Reference implementation: examples/node-types/web-scraper/executor.example.mjs.

javascript
export function createWebpageHandler() {
  return async function webpageNode(node) {
    const data = node.data ?? {};
    const config = data.nodeData;

    if (!config || typeof config !== "object" || !config.url) {
      throw new Error("webpage: data.nodeData object required with { url }");
    }

    const url = String(config.url).trim();
    const res = await fetch(url, { signal: AbortSignal.timeout(config.timeoutMs ?? 15_000) });
    const raw = await res.text();
    // … html → text extraction …

    const payload = {
      label: data.label ?? null,
      url,
      title: "…",
      text: "…",
      status: res.status,
    };

    // Optional: name output for downstream genText placeholders ({$my_var})
    if (data.outputTarget) {
      const target = String(data.outputTarget);
      payload.outputTarget = target;
      payload.cells = { [target]: { ...payload } };
    }

    return payload;
  };
}

Pipeline JSON for webpage

json
{
  "id": "fetch_example",
  "type": "webpage",
  "data": {
    "label": "Canada Government",
    "outputTarget": "$ontario_gov",
    "nodeData": {
      "url": "https://www.ontario.ca/page/government-ontario",
      "maxChars": 6000,
      "timeoutMs": 20000
    }
  }
}

Downstream genText can reference {$ontario_gov} when outputTarget is set. See Output chaining.

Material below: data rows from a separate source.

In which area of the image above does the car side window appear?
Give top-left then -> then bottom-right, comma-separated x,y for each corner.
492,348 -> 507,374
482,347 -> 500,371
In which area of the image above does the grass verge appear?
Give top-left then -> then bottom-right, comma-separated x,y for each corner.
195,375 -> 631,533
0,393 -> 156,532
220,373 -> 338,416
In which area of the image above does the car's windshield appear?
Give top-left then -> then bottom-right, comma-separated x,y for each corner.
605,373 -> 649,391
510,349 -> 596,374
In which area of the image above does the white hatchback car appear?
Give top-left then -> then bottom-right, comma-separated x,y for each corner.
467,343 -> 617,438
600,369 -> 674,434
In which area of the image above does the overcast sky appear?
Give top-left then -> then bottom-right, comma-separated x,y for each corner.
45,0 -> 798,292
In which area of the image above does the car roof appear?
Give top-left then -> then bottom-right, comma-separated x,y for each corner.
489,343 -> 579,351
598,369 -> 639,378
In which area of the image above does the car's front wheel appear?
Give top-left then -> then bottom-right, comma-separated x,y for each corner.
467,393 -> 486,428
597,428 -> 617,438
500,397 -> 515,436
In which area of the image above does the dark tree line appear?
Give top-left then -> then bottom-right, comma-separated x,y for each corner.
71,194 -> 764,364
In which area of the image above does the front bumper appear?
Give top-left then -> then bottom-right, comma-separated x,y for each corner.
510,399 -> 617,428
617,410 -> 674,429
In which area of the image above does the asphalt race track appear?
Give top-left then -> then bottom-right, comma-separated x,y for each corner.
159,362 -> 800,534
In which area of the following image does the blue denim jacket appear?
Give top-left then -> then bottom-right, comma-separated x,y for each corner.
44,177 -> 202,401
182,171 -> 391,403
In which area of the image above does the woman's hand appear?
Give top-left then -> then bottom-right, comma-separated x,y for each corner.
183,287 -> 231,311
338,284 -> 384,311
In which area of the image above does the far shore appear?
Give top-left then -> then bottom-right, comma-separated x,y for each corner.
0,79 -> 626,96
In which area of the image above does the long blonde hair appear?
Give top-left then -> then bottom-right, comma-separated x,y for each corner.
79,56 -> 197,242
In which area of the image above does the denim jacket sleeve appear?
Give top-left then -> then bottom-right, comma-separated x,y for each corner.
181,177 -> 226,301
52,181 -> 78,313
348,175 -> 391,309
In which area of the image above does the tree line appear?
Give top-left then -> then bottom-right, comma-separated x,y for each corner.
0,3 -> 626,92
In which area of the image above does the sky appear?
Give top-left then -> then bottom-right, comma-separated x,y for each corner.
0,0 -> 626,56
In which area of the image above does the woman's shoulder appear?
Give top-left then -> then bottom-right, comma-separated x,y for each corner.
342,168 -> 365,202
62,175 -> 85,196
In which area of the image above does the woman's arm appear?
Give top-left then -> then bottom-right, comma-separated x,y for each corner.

Step 2 — Register the handler

JavaScript (minimal)

javascript
import {
  GraphEngine,
  loadFlowFromFile,
  createBuiltinNodeExecutor,
} from "arc-dag";
import { createWebpageHandler } from "./handlers/webpage.mjs";

const customHandlers = new Map([
  ["webpage", createWebpageHandler()],
  ["webScraper", createWebpageHandler()], // alias
]);

const coreBuiltin = createBuiltinNodeExecutor();

const nodeExecutor = async (node) => {
  const type = node.type ?? "unknown";
  const custom = customHandlers.get(type);
  if (custom) return custom(node);
  return coreBuiltin(node);
};

const engine = new GraphEngine({
  flow: await loadFlowFromFile("./pipeline.json"),
  llm: {
    provider: "bedrock",
    apiKey: process.env.BEDROCK_API_KEY,
    modelId: "us.anthropic.claude-sonnet-4-6",
    region: "us-east-1",
  },
  nodeExecutor,
});

await engine.run();

TypeScript

typescript
import {
  GraphEngine,
  loadFlowFromFile,
  createBuiltinNodeExecutor,
  type FlowNode,
  type NodeExecutor,
} from "arc-dag";

type NodeHandler = (node: FlowNode) => Promise<unknown>;

function extendBuiltinNodeExecutor(
  handlers: Record<string, NodeHandler>,
): NodeExecutor {
  const coreBuiltin = createBuiltinNodeExecutor();
  return async (node) => {
    const type = node.type ?? "unknown";
    const handler = handlers[type];
    if (handler) return handler(node);
    return coreBuiltin(node);
  };
}

const engine = new GraphEngine({
  flow: await loadFlowFromFile("./pipeline.json"),
  llm: { provider: "bedrock", apiKey: "…", modelId: "…" },
  nodeExecutor: extendBuiltinNodeExecutor({
    webpage: createWebpageHandler(),
    webScraper: createWebpageHandler(),
  }),
});

Copy extendBuiltinNodeExecutor into your project, or import the example implementation below.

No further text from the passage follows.